Lately, the Government of Alberta has received a lot of attention for releasing a list of employees and their earnings, known as a ‘sunshine list.’
First of all, kudos to Alison Redford and the province for releasing this list. But some are criticizing Redford for compromising the privacy of the individuals named on the list and ‘humiliating’ them by making their earnings public.
But, the important thing is not the names on the list, but the dollar amounts attached to them. We deserve to see that dollar amount.
Strictly speaking, the Government of Alberta works for us, the taxpayers – Albertans. Therefore the government’s employees work for us too. Doesn’t that entitle us to know how they are being paid?

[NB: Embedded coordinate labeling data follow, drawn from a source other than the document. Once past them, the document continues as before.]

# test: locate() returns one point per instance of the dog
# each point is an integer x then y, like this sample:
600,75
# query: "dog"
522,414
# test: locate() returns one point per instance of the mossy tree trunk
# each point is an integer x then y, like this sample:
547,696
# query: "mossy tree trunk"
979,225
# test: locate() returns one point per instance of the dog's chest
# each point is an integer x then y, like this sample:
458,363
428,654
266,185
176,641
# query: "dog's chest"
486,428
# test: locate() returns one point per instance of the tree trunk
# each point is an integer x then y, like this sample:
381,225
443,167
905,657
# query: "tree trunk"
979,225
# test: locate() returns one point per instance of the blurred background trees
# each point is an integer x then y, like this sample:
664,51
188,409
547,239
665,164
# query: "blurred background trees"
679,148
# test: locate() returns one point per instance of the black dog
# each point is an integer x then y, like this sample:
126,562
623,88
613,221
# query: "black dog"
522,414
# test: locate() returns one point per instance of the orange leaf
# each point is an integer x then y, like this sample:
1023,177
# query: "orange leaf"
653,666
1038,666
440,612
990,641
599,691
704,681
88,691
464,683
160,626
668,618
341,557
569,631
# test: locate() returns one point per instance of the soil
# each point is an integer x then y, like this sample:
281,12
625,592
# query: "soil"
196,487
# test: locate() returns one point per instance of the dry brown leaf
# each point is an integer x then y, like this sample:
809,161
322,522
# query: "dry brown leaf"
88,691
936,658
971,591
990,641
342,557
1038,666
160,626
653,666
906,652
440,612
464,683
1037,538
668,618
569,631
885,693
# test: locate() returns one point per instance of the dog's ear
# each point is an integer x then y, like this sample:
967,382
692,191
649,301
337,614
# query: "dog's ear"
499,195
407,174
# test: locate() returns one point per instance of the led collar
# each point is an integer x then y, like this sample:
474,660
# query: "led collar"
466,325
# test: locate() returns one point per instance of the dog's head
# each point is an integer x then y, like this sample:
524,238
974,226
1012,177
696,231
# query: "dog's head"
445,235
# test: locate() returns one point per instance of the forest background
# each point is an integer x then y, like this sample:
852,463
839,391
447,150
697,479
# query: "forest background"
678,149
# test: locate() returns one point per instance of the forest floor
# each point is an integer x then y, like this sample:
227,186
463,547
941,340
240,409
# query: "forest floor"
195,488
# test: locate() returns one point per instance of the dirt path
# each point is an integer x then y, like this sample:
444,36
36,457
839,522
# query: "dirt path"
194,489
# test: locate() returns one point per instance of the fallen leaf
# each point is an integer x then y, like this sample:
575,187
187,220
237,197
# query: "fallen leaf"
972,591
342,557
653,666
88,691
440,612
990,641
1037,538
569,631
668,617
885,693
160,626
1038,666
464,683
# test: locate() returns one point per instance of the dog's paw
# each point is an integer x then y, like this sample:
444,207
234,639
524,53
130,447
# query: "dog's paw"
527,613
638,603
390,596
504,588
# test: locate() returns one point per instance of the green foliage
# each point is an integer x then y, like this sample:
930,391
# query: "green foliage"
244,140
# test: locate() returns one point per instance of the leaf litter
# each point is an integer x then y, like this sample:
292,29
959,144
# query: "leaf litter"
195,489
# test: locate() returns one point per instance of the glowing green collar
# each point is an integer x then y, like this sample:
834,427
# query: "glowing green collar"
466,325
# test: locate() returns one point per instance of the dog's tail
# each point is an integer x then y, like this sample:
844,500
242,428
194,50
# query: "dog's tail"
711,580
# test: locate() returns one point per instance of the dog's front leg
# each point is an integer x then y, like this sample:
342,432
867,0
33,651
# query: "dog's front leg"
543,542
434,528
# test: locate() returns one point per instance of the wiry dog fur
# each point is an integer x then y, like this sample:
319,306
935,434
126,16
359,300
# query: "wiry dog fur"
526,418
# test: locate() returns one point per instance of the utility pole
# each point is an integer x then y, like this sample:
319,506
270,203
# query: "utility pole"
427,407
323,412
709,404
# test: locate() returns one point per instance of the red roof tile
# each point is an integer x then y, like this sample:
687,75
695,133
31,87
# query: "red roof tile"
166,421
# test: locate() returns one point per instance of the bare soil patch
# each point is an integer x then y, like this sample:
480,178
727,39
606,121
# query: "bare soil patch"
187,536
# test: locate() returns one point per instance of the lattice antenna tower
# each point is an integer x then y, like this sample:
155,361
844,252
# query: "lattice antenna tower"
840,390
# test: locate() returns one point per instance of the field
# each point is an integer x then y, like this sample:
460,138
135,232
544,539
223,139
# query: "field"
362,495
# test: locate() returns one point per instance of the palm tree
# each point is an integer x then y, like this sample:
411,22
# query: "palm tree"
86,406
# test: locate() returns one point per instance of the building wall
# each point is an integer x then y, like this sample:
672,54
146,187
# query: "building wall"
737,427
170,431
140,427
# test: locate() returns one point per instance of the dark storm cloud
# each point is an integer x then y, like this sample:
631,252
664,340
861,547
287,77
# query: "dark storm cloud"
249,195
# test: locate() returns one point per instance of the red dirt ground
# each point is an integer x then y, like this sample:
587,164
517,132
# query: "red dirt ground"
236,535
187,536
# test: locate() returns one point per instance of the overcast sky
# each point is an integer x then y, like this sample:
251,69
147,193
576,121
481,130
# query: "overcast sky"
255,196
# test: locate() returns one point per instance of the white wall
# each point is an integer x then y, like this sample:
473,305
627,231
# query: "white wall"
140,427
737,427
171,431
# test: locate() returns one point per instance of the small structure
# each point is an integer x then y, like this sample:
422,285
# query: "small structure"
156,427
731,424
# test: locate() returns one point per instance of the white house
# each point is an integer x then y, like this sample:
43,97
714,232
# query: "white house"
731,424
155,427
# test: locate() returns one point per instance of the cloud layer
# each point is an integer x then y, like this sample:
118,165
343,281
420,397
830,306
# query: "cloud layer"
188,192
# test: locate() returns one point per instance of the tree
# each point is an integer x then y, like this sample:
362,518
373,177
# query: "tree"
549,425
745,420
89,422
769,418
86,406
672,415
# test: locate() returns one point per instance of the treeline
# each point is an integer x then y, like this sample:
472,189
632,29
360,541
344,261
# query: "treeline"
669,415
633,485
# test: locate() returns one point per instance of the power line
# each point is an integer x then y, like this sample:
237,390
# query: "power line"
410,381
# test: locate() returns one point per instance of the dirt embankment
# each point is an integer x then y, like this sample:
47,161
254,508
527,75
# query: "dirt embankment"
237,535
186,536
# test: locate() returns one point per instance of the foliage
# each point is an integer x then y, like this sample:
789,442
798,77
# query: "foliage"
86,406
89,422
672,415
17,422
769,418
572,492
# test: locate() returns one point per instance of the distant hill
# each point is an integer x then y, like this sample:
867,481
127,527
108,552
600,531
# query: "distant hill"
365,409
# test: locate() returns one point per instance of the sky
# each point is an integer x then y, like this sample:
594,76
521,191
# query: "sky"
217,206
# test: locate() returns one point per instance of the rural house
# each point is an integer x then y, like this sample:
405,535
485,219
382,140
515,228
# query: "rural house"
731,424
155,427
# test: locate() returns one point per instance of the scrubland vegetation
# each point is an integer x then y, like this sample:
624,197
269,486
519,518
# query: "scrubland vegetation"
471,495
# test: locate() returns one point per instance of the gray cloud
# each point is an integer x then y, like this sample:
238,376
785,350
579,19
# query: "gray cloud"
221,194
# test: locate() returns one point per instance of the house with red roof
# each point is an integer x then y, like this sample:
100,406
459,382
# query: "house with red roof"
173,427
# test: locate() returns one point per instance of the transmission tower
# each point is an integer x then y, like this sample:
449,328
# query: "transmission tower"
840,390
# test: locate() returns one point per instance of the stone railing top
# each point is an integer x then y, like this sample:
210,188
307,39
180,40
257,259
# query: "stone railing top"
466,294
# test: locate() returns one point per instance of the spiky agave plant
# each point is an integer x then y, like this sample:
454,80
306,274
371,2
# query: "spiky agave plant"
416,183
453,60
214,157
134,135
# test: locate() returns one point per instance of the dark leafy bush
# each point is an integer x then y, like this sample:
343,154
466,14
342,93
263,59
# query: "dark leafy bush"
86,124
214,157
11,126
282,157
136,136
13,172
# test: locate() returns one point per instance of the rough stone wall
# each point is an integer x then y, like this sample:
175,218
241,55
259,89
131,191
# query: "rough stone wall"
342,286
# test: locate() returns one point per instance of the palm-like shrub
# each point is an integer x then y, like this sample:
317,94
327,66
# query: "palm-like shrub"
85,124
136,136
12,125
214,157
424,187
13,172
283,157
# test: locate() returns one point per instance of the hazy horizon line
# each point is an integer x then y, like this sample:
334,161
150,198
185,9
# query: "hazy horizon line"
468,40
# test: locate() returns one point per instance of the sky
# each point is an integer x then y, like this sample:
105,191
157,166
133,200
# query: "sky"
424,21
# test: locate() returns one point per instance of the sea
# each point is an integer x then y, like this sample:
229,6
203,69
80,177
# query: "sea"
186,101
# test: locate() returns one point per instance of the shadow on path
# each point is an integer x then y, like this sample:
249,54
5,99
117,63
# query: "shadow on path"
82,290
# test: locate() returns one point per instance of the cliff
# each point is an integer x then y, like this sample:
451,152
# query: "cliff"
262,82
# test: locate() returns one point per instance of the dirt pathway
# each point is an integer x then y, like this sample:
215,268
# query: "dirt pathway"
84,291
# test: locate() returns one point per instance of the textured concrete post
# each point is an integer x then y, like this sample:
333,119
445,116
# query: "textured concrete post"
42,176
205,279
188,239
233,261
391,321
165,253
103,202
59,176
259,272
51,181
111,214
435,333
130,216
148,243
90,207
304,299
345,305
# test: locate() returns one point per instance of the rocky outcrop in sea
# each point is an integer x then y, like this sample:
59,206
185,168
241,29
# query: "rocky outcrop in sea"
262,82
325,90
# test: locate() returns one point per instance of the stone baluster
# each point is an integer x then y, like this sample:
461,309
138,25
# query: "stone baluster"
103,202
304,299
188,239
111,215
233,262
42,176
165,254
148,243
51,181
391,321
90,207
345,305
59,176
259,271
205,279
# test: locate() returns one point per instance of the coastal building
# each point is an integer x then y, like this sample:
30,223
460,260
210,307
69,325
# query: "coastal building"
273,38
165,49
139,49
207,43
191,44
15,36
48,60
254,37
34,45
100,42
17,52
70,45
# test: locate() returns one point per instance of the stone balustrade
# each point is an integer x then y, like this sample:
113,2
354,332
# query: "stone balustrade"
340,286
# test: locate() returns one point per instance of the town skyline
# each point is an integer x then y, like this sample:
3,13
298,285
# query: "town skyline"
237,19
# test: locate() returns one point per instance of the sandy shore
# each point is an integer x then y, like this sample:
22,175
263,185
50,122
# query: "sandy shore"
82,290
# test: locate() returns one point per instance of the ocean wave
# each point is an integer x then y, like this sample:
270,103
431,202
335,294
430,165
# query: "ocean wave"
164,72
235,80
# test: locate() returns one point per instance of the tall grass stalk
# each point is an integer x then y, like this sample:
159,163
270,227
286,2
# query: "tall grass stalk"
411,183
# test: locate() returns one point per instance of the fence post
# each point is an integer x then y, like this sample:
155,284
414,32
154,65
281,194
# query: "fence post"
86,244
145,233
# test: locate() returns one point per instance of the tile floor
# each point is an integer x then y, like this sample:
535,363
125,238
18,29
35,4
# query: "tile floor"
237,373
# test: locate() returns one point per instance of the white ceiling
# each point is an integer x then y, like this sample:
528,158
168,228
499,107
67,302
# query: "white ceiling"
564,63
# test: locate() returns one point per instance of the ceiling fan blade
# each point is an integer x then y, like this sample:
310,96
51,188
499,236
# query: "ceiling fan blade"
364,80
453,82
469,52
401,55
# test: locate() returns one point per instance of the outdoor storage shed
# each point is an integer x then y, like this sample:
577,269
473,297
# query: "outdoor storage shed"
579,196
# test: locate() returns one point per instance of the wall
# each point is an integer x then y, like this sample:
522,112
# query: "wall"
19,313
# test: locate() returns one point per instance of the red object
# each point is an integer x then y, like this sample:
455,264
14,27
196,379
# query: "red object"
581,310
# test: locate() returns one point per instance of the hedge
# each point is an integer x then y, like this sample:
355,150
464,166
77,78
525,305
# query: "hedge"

And therein lies the problem. Alberta’s sunshine list has revealed Government of Alberta employees are paid much higher salaries than their counterparts in other provinces and even then their counterparts in the government of some other countries.
Looking at the government of British Columbia’s sunshine list, one will discover that its highest paid employee earned $307,730 in the 2011/2012 fiscal year.
That’s $39,033 less than the province’s highest paid employee who earned $346,763 last year.
Last week, the opposition released an infographic depicting Redford’s chief of staff earns $316,300 per year while President Barack Obama’s chief of staff earns $172,200. In fact, if you look at the Obama administration’s sunshine list type document, you will discover the highest paid employee on the report earns $225,000, and is the only employee to earn over $172,200.
Redford has defended these salaries saying she is happy that these individuals have chosen to work in the public sector as the government needs skilled employees. Yes Premier Redford, so are we. Our problem is not that they are working for the government, our problem is how much they are being paid. Redford has also stated it is necessary to fairly compensate these skilled employees that the government has need of.
Premier Redford, we agree with you. However, when you are paying your employees significantly higher salaries than those in other provinces while you are being criticized for ludicrously high travel expenses and running a deficit budget, it’s not unreasonable to say that those wages go above and beyond ‘fair’.